In responses to UGA’s recent statewide broadband survey, several Stewart residents pleaded for better connectivity.
“Please make reliable, unlimited, wireless internet access available to all rural areas,” one resident said.
“Have it available in all areas!” another said.
Kemp says broadband would be his top priority for rural Georgia. On Sept. 16, Kemp made a nod to Stewart during an Albany fundraiser in which he pledged to create an “economic development strike team” that would partner with local communities to boost broadband. By investing in broadband, he has said, cities such as Richland can become attractive to new employers, which will in turn boost the economy and lead to more health care resources.
In interviews throughout her campaign, Abrams acknowledged the importance of bringing high-speed internet to rural Georgia, calling for the state’s Transportation Department to study the expansion of broadband along rights of way.
Some southwest Georgia leaders believe the state’s next governor should focus on even more basic needs of rural communities. Moye believes Stewart’s biggest need is affordable housing. During an event called the Stewart County Community Summit, Linda Buchanan, the president of nearby Andrews College, told Richland residents that food security is a more pressing need for low-income residents of this part of the state.
“They’re trying to feed their children,” Buchanan said. “They’re trying to provide electricity. Let’s not talk about broadband. We cannot assume that parents can log into the parent portal (for schools). There’s not a laptop on the kitchen counter.”

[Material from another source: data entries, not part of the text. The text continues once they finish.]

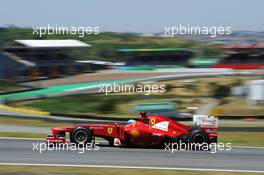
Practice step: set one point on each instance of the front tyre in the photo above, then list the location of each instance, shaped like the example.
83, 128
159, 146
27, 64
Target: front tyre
81, 135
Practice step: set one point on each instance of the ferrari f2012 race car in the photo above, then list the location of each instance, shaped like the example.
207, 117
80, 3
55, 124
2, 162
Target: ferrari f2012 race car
147, 131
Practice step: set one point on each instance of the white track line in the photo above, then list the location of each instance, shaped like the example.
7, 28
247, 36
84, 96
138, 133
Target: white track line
132, 167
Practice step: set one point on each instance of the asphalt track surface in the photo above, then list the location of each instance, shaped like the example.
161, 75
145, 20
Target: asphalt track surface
15, 151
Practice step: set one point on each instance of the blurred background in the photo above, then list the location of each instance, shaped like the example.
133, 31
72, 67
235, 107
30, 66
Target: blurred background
54, 80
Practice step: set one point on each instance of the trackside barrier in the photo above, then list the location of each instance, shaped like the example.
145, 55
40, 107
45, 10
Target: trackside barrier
26, 111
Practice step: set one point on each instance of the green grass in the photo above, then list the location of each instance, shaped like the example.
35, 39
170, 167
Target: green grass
108, 171
240, 106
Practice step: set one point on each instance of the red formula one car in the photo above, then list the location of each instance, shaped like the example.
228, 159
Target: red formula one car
148, 131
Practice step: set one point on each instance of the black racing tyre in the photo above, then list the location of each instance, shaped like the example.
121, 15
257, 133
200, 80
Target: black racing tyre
199, 137
81, 135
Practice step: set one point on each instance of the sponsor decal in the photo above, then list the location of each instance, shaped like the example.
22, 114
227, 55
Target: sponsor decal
110, 130
152, 121
161, 126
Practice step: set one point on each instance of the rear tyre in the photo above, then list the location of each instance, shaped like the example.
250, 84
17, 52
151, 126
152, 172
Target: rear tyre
81, 135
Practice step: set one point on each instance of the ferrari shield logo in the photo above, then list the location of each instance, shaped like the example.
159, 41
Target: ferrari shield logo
110, 130
152, 121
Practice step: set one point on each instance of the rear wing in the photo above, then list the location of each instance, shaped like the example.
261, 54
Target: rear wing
207, 124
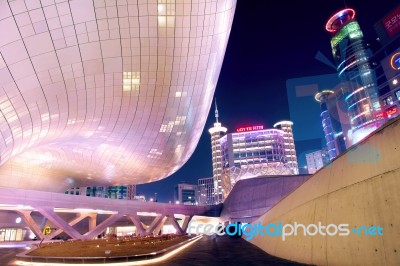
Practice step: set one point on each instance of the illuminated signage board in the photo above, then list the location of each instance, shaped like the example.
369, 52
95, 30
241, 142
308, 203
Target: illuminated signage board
392, 23
395, 61
250, 128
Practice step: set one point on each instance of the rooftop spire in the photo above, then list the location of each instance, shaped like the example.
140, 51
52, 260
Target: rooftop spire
216, 110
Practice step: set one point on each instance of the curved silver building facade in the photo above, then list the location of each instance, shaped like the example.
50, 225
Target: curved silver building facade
105, 92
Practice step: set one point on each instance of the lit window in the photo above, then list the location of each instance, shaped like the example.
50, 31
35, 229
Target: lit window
166, 13
398, 95
131, 81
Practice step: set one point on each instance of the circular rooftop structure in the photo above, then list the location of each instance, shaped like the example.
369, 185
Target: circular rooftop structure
339, 19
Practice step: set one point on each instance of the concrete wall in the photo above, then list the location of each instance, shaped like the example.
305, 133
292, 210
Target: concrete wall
251, 198
360, 187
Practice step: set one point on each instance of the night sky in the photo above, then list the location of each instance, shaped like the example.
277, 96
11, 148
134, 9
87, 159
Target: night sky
271, 42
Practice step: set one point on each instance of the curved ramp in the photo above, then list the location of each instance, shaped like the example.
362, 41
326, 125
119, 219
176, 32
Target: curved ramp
361, 187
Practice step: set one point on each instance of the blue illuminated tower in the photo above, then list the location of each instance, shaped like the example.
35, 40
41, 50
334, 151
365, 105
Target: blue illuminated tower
352, 57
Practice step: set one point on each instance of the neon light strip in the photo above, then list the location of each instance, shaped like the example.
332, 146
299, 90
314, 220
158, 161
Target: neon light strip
358, 90
391, 61
142, 262
363, 113
337, 15
348, 108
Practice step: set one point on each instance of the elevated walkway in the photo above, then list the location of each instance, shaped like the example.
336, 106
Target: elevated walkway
55, 207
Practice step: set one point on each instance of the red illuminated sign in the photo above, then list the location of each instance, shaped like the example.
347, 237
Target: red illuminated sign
391, 111
251, 128
392, 22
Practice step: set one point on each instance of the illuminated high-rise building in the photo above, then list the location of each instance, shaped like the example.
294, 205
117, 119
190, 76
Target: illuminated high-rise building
216, 133
322, 97
352, 57
206, 191
254, 151
290, 149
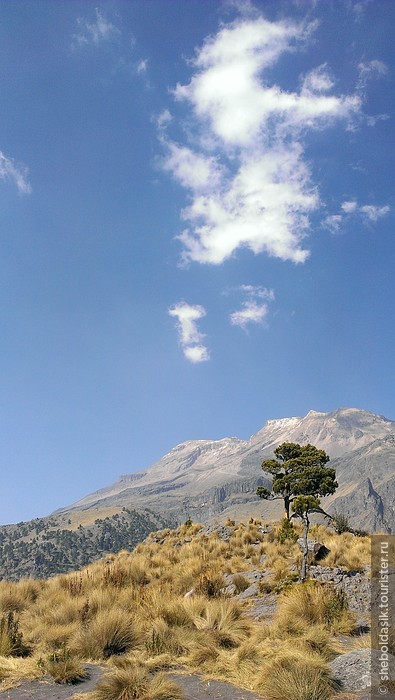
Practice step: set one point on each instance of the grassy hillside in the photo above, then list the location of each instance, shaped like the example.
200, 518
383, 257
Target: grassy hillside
47, 546
174, 603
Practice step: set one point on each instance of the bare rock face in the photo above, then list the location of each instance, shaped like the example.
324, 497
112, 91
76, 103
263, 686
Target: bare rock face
357, 670
201, 479
316, 549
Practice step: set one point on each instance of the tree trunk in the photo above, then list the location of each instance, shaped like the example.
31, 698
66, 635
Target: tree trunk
306, 522
287, 505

And while Abrams and Kemp have different plans to revitalize rural Georgia, not everyone sees health care and high-speed internet as entirely separate. Karin Vonk, for instance, says that “when you have broadband in 2018, you have health care” in the form of telemedicine — echoing a point that Abrams made about Stewart at a 2017 gubernatorial panel.
“It isn’t an either/or situation,” Abrams spokeswoman Caitlin Highland said in an email. “Although Medicaid expansion is a top priority … Abrams knows that both must be addressed to support our rural communities.”
On the other hand, Williams says that having the resources to stay healthy gives residents the chance to take advantage of broadband for school or work. The choice of which issue to prioritize, come Nov. 6, will be as important as the choice of which candidate is best suited to revitalize Richland.
“I hope that, four years from now, we haven’t missed our opportunity to take advantage of every broadband health opportunity being offered,” said Republican state Rep. Gerald Greene, a longtime teacher who has represented this swath of the state since 1983. “If we miss this golden opportunity, it’s not going to come again.”